Lurgi AG, a subsidiary of the GEA Group, has won five new contracts worth approximately €70 million (US$82 million) to build biodiesel plants in Germany.
In addition, the plant engineering contractor has signed a contract worth €100 million (US$118 million) to build the Panda Energy ethanol plant in Hereford, TX. (Earlier post.)
Since July of this year, Lurgi has won eight new contracts to build biodiesel plants worth a total of roughly €140 million (US$165 million) and with an annual output of just under a million tons of biodiesel.
As one of the world’s market and technology leaders, Lurgi is benefiting particularly strongly from the booming demand for biofuels.
Once these new plants have been completed, between 60 and 70 percent of global output of biodiesel will be produced using Lurgi technology. In Germany this proportion will be between 70 and 80 percent.
Our focus on profitable proprietary technologies in fast-growing markets is being reflected in the increasingly impressive performance of our business—Klaus Moll, CEO of Lurgi AG
The third quarter of 2005 saw Lurgi report a profit for the first time since the strategic reorganization that was completed earlier this year.
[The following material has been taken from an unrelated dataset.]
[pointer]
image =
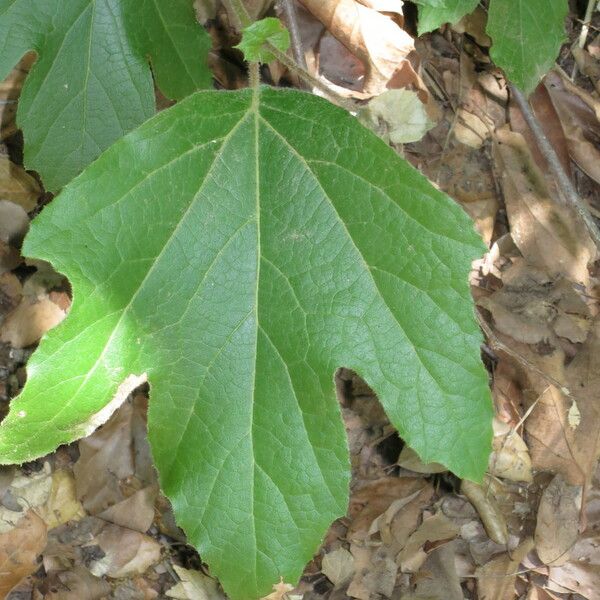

The company is concentrating on building plants used to produce biofuels from renewable resources and on plants used in the manufacture of petrochemical products such as methanol, plastics and synthetic fuels based on natural gas.
To meet EU targets of 5.75% biofuels by 2010, EU-wide demand for fuels made from renewable resources will almost treble from less than five million tons at present to just under 14 million tons per year.
Approximately 40 new biodiesel plants producing an average of 100,000 tons per year each and 60 new bioethanol plants with an average annual output of roughly 100,000 tons each will have to be built in Europe alone by 2010. This would equate to an investment of around €3 billion (US$3.5 billion).